Congresswoman Rosa DeLauro, whose district includes part of Shelton, is pleased with the new Consumer Reports guidelines on how much rice is safe for consumption.
The recommendations by the private, nonprofit organization, best known for it magazine, builds on a previous report revealing “alarmingly high levels” of arsenic in rice and rice-based products, such as cereal.
DeLauro also called on the federal government to do more to ensure rice in arsenic is not causing health problems in Americans.
Limit children’s use, fewer rice drinks
The Consumer Reports guidelines are meant to help adults and children reduce their exposure to arsenic without eliminating rice. They include limiting consumption of hot rice cereal or rice pasta by children and recommending children under five not replace milk with rice drinks.

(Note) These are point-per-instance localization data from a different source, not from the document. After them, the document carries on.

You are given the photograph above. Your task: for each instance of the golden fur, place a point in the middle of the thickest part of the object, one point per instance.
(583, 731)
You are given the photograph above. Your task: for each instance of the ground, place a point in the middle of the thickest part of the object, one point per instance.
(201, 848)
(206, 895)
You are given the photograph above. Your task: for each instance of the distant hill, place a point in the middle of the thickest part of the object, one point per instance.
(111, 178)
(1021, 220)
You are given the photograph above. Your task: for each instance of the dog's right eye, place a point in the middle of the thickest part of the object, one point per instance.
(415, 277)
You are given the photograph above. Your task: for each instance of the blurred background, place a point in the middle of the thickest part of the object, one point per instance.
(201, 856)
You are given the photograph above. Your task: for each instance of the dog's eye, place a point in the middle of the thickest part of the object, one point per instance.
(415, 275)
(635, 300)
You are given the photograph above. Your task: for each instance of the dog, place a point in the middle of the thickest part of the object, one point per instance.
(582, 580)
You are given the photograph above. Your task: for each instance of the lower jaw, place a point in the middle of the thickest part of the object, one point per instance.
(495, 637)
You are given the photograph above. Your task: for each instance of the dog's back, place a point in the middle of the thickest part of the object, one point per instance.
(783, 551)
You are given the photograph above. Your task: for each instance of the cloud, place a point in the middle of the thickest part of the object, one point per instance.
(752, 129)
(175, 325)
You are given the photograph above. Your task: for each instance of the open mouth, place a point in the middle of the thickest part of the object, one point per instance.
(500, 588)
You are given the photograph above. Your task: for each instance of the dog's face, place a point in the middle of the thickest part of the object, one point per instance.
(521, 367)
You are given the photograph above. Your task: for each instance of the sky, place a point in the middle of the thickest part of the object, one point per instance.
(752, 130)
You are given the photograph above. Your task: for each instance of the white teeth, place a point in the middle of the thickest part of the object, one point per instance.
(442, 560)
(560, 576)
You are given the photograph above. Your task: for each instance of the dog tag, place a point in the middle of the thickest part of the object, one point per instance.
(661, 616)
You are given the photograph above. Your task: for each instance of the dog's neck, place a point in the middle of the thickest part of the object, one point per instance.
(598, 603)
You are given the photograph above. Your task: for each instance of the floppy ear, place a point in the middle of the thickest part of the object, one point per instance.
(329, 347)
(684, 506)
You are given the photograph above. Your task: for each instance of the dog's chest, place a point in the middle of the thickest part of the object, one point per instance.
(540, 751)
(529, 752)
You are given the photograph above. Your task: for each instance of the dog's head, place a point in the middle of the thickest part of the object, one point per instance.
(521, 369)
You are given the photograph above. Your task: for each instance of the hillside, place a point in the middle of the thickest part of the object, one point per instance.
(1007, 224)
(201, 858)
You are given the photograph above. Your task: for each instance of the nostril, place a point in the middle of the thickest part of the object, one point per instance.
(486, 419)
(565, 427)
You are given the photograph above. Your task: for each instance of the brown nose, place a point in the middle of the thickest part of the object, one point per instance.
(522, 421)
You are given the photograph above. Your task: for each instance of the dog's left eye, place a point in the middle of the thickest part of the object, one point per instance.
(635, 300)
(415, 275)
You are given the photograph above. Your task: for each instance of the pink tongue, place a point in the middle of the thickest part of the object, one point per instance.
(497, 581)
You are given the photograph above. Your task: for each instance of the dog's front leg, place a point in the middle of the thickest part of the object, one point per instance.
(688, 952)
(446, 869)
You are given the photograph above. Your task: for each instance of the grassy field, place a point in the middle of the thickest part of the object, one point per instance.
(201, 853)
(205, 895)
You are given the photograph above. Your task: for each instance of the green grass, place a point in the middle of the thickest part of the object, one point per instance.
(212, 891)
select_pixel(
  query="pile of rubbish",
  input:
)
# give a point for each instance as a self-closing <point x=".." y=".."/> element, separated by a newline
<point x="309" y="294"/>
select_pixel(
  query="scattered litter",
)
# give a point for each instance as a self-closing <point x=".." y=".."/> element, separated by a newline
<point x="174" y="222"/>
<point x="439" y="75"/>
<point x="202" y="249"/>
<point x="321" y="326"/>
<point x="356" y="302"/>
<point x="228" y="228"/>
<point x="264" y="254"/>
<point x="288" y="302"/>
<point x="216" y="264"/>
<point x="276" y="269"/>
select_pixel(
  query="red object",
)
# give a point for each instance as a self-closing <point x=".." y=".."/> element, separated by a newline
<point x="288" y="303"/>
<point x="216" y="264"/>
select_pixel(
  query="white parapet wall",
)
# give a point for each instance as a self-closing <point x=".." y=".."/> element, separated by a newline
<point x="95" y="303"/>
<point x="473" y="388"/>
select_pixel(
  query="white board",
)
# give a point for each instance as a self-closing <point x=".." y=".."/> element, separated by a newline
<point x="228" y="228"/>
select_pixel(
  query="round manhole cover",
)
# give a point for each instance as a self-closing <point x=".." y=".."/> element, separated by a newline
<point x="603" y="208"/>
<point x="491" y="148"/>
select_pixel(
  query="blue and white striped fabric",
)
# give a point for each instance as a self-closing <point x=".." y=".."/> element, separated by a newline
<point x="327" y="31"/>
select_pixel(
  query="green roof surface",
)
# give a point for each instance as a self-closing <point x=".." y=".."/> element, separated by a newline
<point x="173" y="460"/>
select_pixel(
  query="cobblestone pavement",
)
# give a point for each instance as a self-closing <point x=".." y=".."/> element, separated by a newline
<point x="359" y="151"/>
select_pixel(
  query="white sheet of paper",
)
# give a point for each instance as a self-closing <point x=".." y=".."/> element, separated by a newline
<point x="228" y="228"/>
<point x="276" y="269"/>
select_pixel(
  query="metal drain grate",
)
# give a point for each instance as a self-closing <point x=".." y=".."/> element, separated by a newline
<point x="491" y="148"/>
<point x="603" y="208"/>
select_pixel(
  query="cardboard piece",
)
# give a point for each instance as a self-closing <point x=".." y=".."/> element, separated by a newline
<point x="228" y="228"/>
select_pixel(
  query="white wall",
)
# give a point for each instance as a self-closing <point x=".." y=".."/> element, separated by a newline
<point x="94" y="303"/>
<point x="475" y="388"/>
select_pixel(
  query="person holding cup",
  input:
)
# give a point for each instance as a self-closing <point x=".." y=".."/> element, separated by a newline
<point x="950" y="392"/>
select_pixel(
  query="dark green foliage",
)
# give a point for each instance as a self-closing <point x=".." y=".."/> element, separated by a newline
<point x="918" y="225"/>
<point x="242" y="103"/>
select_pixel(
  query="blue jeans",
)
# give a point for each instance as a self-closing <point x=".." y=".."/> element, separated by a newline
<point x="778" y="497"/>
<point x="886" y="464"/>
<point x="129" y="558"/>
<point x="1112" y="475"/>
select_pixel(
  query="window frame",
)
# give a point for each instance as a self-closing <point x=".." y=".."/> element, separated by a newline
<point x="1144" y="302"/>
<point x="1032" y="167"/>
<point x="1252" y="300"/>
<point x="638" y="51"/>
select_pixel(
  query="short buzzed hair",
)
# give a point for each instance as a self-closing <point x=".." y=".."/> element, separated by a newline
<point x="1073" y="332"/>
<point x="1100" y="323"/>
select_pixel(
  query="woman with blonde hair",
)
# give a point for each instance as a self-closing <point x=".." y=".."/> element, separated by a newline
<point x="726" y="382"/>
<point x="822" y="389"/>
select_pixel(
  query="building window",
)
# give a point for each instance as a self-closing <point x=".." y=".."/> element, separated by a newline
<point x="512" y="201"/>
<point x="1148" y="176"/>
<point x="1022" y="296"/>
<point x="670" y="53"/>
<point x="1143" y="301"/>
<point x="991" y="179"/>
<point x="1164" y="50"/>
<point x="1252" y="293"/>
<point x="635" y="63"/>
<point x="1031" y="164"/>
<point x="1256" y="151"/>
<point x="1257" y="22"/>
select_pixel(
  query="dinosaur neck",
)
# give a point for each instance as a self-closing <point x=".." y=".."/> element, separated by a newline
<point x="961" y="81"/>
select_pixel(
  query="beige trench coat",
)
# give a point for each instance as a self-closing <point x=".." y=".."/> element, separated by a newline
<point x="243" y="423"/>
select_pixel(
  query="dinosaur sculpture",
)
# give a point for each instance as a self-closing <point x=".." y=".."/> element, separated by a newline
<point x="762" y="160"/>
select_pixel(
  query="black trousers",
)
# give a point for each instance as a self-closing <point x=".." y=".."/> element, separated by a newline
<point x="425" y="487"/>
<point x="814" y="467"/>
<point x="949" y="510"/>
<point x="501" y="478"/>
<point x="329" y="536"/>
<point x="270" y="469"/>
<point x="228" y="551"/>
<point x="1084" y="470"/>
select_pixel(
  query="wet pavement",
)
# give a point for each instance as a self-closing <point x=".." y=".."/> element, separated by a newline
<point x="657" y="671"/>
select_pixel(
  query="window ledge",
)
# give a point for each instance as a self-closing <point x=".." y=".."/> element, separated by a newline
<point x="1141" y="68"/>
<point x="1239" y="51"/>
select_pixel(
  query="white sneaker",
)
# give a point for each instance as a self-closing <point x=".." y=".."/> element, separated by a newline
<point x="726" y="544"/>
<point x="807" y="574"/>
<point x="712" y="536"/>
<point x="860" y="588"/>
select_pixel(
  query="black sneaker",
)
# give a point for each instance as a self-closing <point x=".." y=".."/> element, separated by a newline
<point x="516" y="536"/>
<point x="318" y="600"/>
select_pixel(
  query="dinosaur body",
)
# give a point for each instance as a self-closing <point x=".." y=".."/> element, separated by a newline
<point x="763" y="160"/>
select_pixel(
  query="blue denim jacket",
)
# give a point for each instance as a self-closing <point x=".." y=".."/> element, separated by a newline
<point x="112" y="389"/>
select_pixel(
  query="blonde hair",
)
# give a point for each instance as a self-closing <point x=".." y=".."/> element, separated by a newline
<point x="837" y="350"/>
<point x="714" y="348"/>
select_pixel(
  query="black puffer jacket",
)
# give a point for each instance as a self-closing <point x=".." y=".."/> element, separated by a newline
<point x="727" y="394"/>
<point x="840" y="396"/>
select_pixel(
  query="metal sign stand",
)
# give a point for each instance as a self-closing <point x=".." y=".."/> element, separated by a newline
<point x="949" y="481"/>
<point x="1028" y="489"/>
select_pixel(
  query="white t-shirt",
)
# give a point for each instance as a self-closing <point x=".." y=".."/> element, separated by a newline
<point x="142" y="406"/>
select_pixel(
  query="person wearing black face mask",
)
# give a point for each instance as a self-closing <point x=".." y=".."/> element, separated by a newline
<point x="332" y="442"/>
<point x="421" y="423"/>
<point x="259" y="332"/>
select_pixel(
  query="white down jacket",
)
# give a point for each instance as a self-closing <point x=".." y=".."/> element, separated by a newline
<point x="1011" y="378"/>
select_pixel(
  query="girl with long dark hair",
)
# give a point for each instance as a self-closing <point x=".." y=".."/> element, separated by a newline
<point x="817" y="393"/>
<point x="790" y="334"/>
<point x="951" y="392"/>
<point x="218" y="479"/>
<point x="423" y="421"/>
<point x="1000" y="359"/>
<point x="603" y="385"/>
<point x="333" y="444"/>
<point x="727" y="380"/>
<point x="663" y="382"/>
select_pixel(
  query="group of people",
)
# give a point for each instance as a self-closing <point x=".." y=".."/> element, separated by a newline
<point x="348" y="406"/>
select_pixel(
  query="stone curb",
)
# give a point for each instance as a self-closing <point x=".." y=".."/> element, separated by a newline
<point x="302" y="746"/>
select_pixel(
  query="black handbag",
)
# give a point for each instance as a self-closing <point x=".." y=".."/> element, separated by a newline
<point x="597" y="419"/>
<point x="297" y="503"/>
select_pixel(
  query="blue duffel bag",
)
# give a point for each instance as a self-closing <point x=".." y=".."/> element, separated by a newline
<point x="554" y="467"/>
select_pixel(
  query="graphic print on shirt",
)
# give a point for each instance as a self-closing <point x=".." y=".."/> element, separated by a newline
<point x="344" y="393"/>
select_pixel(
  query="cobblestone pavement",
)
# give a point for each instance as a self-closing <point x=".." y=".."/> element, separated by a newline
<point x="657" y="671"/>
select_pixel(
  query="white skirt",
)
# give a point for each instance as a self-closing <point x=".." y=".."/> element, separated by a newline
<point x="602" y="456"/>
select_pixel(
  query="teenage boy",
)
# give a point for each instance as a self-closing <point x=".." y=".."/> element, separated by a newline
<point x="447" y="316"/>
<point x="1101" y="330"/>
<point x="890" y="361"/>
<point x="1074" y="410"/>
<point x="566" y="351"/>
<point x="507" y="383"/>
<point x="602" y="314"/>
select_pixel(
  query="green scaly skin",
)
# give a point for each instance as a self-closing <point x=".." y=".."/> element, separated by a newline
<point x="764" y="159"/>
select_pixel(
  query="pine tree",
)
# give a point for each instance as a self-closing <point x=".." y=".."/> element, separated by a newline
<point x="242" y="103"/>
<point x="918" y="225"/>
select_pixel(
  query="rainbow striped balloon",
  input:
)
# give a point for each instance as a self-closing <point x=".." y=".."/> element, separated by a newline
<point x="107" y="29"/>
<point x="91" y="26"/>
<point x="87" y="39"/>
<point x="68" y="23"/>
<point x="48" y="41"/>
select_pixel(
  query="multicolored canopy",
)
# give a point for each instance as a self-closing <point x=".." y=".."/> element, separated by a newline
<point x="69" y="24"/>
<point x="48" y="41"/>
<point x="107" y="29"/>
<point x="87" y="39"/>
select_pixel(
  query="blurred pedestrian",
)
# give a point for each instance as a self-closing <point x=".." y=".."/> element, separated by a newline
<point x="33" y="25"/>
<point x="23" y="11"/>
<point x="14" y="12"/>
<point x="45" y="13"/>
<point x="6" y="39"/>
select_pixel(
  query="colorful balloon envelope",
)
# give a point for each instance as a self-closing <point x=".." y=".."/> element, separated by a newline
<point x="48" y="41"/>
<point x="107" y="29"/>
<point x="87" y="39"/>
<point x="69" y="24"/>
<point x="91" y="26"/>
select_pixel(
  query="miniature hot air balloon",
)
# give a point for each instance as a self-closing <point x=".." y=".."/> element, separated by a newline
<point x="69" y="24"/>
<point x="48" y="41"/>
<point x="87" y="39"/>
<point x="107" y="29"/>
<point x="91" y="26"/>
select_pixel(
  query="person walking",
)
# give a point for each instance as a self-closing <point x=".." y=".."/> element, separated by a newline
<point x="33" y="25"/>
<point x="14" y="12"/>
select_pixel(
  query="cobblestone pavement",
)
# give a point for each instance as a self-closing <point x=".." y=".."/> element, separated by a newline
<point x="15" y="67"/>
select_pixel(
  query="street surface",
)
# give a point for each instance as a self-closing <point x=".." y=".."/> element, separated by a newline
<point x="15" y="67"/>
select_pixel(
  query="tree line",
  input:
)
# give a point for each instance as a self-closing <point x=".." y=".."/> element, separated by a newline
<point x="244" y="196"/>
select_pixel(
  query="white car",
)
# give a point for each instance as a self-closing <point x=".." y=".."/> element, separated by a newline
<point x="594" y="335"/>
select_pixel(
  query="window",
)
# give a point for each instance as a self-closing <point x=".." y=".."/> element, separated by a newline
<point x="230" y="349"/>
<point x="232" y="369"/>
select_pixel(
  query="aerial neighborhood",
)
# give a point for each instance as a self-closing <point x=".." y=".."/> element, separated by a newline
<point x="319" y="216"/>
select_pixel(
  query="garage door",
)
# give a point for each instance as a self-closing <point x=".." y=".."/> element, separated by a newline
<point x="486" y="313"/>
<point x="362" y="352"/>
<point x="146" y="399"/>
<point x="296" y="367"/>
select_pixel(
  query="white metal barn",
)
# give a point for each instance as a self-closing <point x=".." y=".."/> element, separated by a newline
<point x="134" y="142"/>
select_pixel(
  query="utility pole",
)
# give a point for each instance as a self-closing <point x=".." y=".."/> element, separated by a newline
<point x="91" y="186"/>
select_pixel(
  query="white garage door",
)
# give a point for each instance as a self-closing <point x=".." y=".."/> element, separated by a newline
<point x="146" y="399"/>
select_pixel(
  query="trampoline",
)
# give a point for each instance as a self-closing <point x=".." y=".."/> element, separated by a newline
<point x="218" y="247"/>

Consumer Reports also released an analysis showing that the inorganic arsenic content of rice varies greatly by the type of rice and where it was grown.
“The fact that high levels of inorganic arsenic, a known carcinogen, are present in rice, cereal and other everyday foods is outrageous,” said DeLauro, a Democrat just elected to her 13th term. “I applaud Consumer Reports for doing such important research and developing the new consumption guidelines to help us all make safer, more informed choices.”
‘Must do more’
DeLauro called on the federal government to be more aggressive with its oversight on this issue.
“I wholeheartedly agree with Consumer Union’s call for the Food and Drug Administration to address the risks we face from arsenic in our rice and other grains,” she said.
“This is not the first time we have been alerted to the dangers of arsenic, and the bottom line remains that the federal government simply must to more to ensure our food supply is safe,” DeLauro said. “We have an obligation to every American family, especially our children, to do so.”
In 2012, DeLauro introduced the RICE (Reducing food-based Inorganic and organic Compounds Exposure Act) Act which would require the FDA to set a maximum permissible level of arsenic in rice and food containing rice. She plans to introduce a similar bill in the 114th Congress, which takes office in January.